Nevertheless, the choice of the songs covered in Batidão Tropical Vol. 2 seems much more strategic, and production is bolder than in Vol. 1. The evolution from Vol. 1 finds its apex in “Ai Ai Ai Mega Príncipe” (a cover of Banda Batidão), the best track on the album. Anchored in a fast beat and a repetitive, delirious hook, the song takes an even more dramatic and fun turn in Vittar’s version. The lyrics of “Ai Ai Ai Mega Príncipe” feature an explicit reference to Pará’s sound system parties, the environment where tecnobrega and other breeds of brega music were born. In form and content, “Ai Ai Ai Mega Príncipe” is the perfect highlight for a project like Batidão Tropical Vol. 2.

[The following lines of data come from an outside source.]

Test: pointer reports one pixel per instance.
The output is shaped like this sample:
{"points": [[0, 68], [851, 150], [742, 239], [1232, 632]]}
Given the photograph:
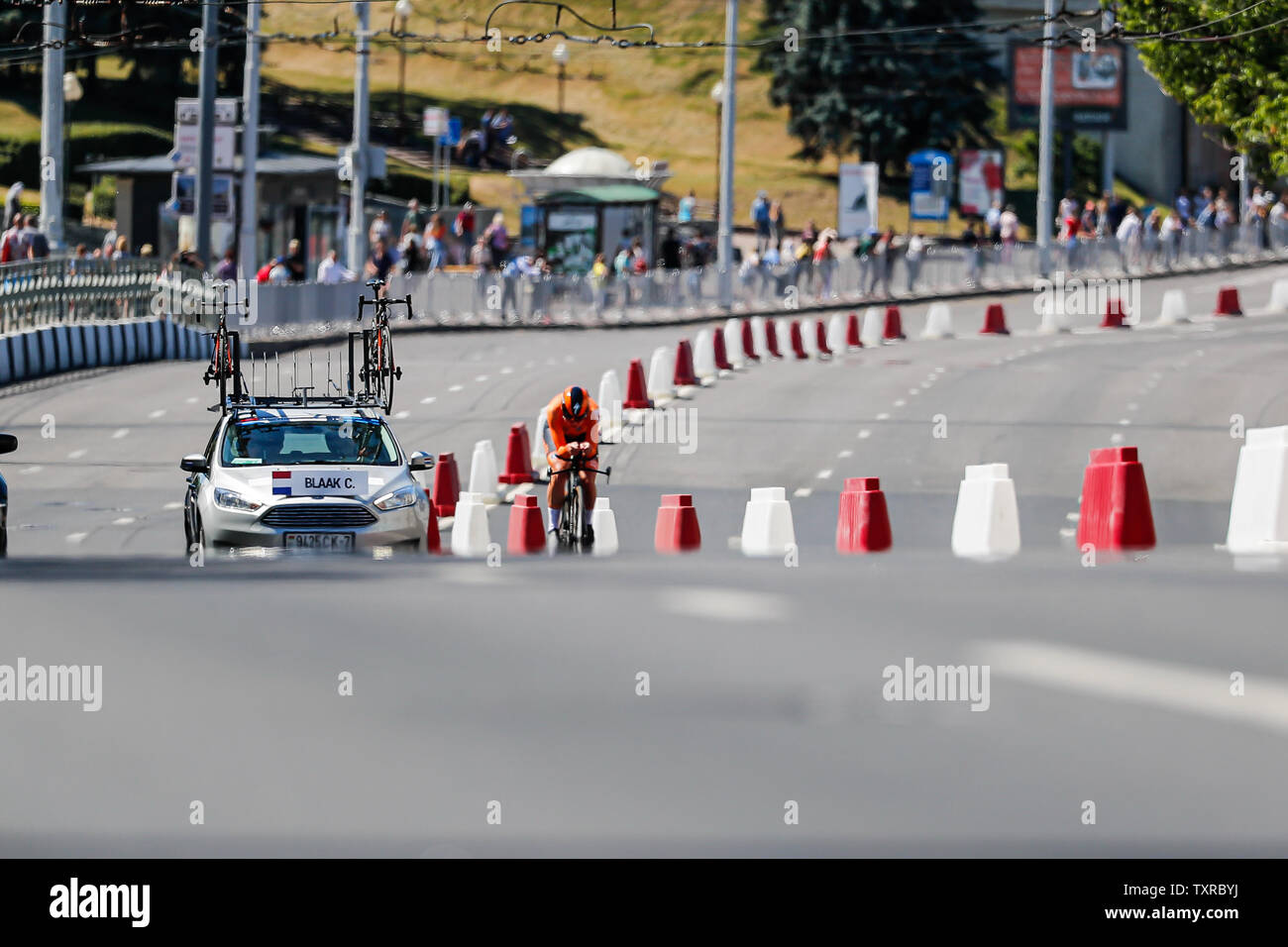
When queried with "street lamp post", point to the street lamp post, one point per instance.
{"points": [[561, 55], [402, 9], [717, 97]]}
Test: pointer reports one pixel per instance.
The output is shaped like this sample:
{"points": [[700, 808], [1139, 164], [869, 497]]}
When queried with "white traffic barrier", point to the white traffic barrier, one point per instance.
{"points": [[1052, 318], [759, 338], [874, 326], [767, 525], [733, 343], [661, 372], [939, 322], [471, 536], [1258, 509], [604, 525], [483, 472], [836, 328], [1278, 298], [704, 357], [987, 522], [1173, 308]]}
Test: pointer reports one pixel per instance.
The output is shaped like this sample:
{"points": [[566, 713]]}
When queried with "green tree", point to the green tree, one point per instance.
{"points": [[881, 95], [1236, 84]]}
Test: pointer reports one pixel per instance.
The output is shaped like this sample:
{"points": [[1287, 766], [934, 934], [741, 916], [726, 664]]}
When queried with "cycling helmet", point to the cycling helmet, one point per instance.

It’s a shame that such an immersive hurricane of sounds and beats is interrupted by a series of “locked” tracks that are still to be revealed and uploaded to the album on streaming platforms. [Disclaimer: this review was written based on the version of the album available at the time of publication]. A marketing strategy popularized by singer Luísa Sonza with Doce 22 (2021), locked tracks work as a teaser for fans and an artifice to ensure the album’s longevity on streaming platforms. On Batidão Tropical Vol. 2, these tracks consist of recordings of Vittar asking the listener if they’re enjoying the album and letting them know the tracks will be shared soon.

Given Batidão Tropical Vol. 2‘s spirit, one may stretch into connecting these tracks with the vignettes inserted in tecnobrega and forró tracks in which the artists promote their concerts and even share their bookers’ contact numbers. It’s a fun disregard for the album as an artistic project and for the phonogram as the fixation of a work whose extension will exceed the date and realm of its release. But it’s doubtful that this was Pabllo Vittar’s intention. For now, these locked tracks feel like those party moments when a sloppy DJ fails to transition smoothly between tracks, leaving the audience disconcerted after a dance move that cannot be continued.

Batidão Tropical Vol. 2 has several nuances that will make a difference for the Brazilian audience familiar with Pabllo Vittar’s musical references. “Nas ondas do rádio” inverts the logic of the genre binomy that informs Batidão Tropical, namely, forró and brega. The song is originally brega calypso, but in Vol. 2, it is produced as forró. Vittar’s cover of “Não desligue o telefone” plays with the origins of tecnobrega by making it sound even closer to the electronic dance music in which the genre is rooted.

“Idiota”, the only original composition (at least from the tracks released thus far), is a collaboration with Alice Caymmi (with whom Pabllo Vittar also worked with in Vol. 1). The breed of forró that it follows is pisadinha, which took Brazil by storm during the Covid pandemic. Pisadinha maximizes the electronic production of forró. For that, it resembles the generation of ’90s forró bands that Banda Magníficos (covered by Vittar in Vol. 2) is a part of, which became known as electronic forró. As for the lyrics of “Idiota”, it references memes (“Minha nota é dó”, a wordplay with musical note “do” and its meaning in Portuguese, which translates to “pity”), and have the honesty, vulnerability, and self-mockery that make Vittar so relatable.

From a foreign listener’s point of view, Batidão Tropical Vol. 2 can be an additional offer to the other form of pop music that Brazil is currently exporting with greater success, Brazilian funk. Marketing-wise, this may be a precocious counterpoint for a country whose image in the collective imagination is barely sufficiently constructed to support more than one narrative. This proves that Batidão Tropical Vol. 2 is a project made with Brazil at heart and mind.

Regardless of how much foreign audiences care about its meaning, Batidão Tropical Vol. 2 fulfills its purpose as a pop album. Pabllo Vittar echoes cultural movements and songs that carry several layers of history and context, but she does so in a package that requires little, if any, explanation to be fun to listen to and dance to.